As much as we love the rise in scoring this spring, the National Hockey League will always finds this place. Even in this glorious series, where a 3-0 lead in Game 3 was not safe and the shot attempts in Game 2 crested 185 between the two clubs. Eventually we get to a 2-1 hockey game where kids like Kyle Connor and Nikolaj Ehlers look lost, and vets like Mattias Ekholm and Viktor Arvidsson are suddenly found.

A game where every level rises: The will required to win a board battle; the smarts needed to make effective plays in ever-decreasing space; the need for support, because one’s time with the puck shrunk, and the ability to find a teammate’s tape from a distance becomes nearly impossible.

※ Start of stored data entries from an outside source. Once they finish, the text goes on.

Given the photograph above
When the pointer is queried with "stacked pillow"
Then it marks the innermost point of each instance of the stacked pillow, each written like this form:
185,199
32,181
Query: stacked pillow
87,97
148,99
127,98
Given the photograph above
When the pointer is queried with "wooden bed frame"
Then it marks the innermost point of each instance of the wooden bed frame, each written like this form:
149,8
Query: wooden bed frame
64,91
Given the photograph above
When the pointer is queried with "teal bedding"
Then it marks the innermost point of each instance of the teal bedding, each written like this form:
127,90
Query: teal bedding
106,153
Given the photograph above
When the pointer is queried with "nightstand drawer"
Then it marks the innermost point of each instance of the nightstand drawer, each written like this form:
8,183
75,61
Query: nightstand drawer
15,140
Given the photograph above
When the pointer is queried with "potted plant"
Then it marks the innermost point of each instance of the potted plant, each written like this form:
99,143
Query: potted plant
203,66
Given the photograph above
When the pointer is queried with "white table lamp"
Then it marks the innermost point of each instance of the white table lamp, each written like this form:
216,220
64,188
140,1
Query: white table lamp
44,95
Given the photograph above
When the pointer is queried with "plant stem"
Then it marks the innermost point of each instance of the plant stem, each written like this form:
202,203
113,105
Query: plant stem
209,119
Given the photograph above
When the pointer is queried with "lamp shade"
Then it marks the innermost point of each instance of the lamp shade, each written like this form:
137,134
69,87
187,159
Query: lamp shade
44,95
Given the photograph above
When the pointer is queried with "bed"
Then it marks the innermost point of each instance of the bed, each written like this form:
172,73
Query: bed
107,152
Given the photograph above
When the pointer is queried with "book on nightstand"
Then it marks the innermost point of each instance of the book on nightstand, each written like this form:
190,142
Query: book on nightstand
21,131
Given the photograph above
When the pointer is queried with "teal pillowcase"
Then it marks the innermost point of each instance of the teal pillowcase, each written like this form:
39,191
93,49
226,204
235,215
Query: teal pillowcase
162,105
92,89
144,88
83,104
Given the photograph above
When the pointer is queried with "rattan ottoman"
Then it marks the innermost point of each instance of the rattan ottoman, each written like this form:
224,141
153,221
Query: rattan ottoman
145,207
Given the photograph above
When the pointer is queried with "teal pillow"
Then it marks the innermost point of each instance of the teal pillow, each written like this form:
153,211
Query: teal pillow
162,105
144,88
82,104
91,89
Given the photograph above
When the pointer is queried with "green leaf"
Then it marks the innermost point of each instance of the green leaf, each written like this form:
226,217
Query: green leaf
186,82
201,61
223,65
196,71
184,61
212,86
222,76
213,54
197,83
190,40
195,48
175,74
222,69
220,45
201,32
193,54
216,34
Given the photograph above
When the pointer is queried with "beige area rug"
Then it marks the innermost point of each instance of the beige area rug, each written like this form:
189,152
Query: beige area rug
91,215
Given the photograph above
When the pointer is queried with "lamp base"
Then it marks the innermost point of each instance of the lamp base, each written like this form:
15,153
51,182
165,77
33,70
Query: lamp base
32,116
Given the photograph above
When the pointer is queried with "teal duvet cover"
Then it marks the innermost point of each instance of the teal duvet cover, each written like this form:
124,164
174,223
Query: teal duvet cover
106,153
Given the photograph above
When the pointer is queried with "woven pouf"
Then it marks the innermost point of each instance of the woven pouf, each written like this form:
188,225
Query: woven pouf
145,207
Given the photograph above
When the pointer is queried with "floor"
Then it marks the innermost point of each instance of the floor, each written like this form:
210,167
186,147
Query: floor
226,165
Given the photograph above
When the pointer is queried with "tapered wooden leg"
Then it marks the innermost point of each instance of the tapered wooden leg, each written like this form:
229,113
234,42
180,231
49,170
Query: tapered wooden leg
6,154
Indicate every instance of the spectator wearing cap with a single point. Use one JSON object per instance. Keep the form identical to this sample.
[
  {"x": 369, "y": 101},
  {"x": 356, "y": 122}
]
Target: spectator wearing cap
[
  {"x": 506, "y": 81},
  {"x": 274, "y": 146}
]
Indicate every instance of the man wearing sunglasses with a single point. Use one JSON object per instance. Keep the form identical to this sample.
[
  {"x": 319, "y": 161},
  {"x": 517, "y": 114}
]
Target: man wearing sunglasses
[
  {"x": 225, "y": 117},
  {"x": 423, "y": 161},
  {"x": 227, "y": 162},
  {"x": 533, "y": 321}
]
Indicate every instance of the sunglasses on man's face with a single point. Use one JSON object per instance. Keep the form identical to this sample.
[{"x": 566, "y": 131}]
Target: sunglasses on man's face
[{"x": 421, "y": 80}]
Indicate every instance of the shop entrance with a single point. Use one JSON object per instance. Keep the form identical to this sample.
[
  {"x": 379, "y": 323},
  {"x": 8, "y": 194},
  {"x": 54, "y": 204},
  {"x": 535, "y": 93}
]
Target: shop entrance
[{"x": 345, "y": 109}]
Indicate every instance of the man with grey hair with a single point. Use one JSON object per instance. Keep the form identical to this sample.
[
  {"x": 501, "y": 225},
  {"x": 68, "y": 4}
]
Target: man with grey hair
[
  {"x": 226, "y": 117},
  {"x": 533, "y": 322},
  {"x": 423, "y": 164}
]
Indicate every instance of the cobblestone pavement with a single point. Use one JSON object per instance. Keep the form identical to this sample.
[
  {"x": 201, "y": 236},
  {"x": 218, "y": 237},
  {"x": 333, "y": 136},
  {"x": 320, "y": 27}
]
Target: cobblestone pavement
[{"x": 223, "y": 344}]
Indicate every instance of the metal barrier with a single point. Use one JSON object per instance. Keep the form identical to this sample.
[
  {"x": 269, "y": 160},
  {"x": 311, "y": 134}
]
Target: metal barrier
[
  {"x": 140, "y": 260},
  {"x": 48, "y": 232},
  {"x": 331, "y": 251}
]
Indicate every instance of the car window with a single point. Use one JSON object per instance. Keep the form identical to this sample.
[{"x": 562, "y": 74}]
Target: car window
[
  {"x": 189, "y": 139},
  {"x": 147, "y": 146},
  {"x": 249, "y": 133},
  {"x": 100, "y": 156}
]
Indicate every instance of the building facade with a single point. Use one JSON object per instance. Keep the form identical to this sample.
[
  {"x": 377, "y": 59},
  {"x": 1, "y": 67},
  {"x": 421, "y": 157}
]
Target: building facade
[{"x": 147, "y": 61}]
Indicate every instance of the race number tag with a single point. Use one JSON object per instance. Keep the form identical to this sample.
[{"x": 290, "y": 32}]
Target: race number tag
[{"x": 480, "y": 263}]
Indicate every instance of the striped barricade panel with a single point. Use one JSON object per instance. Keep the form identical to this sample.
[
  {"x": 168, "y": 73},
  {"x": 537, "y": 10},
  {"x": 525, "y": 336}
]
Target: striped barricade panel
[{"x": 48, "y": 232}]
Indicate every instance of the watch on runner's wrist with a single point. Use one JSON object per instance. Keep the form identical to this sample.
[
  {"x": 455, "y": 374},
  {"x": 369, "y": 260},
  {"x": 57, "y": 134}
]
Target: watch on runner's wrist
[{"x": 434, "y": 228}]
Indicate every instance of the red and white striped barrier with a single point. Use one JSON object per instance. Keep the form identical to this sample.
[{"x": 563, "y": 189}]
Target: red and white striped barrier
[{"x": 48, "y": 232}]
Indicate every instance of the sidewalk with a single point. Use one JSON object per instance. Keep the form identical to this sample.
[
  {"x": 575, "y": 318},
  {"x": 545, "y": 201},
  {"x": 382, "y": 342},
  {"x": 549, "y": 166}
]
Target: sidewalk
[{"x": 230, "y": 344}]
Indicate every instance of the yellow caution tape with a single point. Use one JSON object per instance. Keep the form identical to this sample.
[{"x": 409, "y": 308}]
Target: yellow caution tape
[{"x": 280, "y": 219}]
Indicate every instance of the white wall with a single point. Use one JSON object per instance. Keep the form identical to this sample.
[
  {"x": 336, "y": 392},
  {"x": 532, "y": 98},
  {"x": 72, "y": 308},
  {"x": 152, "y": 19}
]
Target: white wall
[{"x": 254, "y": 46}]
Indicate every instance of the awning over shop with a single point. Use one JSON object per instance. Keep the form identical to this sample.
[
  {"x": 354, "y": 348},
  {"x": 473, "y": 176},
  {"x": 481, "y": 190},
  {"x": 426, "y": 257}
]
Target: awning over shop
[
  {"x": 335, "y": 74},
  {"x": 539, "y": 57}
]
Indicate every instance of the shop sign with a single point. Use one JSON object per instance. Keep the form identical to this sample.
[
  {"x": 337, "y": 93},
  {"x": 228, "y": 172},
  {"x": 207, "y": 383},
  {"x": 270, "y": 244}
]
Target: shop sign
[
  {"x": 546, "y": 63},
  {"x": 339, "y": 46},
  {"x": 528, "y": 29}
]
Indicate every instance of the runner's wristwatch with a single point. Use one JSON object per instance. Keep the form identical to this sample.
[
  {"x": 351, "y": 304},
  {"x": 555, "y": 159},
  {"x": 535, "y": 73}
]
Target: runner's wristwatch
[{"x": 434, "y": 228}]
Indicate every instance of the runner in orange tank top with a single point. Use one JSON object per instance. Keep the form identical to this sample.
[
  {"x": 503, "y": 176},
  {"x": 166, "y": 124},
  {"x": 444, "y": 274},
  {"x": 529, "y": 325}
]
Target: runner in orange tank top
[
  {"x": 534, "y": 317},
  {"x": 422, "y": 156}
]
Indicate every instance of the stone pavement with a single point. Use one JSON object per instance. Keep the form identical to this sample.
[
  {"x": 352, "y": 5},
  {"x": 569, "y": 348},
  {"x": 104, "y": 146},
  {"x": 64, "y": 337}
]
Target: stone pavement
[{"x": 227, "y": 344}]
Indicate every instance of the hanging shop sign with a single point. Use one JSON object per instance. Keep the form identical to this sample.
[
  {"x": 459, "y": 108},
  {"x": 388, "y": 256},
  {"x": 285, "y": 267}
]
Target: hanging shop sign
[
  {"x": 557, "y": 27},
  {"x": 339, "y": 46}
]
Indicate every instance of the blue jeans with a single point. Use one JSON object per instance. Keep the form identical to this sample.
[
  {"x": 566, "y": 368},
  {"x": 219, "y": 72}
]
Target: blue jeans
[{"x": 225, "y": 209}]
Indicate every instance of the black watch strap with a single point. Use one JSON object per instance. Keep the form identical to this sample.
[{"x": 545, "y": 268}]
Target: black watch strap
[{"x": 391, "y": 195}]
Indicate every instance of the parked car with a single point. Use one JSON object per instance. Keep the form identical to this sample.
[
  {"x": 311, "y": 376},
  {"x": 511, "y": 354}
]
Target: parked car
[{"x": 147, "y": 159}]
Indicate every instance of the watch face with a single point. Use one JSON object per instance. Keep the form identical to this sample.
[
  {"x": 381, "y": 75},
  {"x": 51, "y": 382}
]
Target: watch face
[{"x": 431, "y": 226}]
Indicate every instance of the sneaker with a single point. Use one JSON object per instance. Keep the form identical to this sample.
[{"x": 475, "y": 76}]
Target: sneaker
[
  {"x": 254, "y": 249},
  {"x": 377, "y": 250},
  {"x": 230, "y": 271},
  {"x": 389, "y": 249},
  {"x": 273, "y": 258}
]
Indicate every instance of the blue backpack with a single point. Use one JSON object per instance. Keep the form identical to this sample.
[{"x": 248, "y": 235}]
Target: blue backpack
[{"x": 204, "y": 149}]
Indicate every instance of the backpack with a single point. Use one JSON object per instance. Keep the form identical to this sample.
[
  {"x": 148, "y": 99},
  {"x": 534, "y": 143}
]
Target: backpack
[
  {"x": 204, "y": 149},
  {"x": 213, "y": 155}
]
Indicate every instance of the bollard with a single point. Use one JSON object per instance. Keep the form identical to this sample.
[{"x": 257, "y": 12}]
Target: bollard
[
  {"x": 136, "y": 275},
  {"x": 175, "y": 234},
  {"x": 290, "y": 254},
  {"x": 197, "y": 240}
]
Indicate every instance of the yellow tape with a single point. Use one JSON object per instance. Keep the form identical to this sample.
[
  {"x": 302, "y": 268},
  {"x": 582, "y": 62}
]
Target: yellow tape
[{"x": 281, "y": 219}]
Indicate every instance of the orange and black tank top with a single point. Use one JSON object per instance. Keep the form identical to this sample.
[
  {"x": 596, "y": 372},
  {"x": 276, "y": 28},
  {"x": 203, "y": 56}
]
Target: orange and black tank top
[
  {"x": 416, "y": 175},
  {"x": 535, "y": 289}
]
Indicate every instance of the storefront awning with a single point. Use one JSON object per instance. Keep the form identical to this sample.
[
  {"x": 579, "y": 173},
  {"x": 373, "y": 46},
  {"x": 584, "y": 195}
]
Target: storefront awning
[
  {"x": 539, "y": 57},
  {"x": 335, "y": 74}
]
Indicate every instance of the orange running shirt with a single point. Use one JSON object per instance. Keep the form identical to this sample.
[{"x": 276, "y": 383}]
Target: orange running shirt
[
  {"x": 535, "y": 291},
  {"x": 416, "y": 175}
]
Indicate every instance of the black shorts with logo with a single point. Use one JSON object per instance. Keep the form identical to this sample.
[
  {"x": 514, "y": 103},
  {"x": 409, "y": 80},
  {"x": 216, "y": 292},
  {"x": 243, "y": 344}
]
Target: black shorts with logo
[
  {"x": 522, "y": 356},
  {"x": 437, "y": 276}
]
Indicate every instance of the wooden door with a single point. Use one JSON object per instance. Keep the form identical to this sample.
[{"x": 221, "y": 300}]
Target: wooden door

“They were really committed to clogging things up and playing a greasy road game. That’s good on them,” said Jets captain Blake Wheeler, who doesn’t agree that his club saw something it had not seen before. “Game 3 in Minnesota, they brought it pretty hard. Game 2 in Nashville, they brought it pretty hard.

“As a whole we were just OK. They were OK. We got behind a goal and just couldn’t turn the switch tonight.”

You be the judge. If you’re reading this, you likely watched the game last night.

In a game where the style of hockey changed completely from what we had seen in Games 1-3, do we blame the Jets for simply having an off night? Or do we credit the Predators, in a game they simply could not afford to lose, with making the Jets look as discombobulated as they were?

“I think the biggest thing is,” said P.K. Subban, who now has goals in three straight games, “we had full commitment through our lineup to play defence. In our zone when bounces didn’t go our way, we worked the puck out of the zone. We got in the neutral zone, we got pucks deep, we forechecked when we needed to and we paid attention to the details.

“I think last game, the details are kind of what cost us. This game, we paid attention to all of them for a full 60 (minutes).”

Whoever is to blame, the Jets lost an inordinate percentage of puck battles in Game 4 — far too many to win a playoff game. Their defencemen chose to lug the puck rather than move it — perhaps because the forwards were in that high-traffic neutral zone and couldn’t be found with a pass.

The puck support that needed to be better was in fact worse, which left the Jets puck carrier on an island, leading to turnovers and prayer passes that were easily picked off.

The final score read 2-1. It lies.

We’ll end with Nashville coach Peter Laviolette, who lauded how the two teams played the same high-octane style, but quickly changed his game plan when he realized that symmetry didn’t work for his club.

The old coach gets the game puck in Game 4. That, and about US$8, will get him another one in Nashville Saturday night.

“I guess if you’ve been in enough series and if you coach enough playoff games,” Laviolette said, “you know that there’s nothing safe, there’s nothing given. A 1-0 lead means nothing. A 3-1 lead means nothing. Two-two doesn’t mean anything. You’ve got to live every day and play every game like it could be the swing game.

“And so we go back home, it’s a best-of-three now, and our guys will be ready to play. So will Winnipeg.”

We’re going seven, folks. As if there was ever any doubt.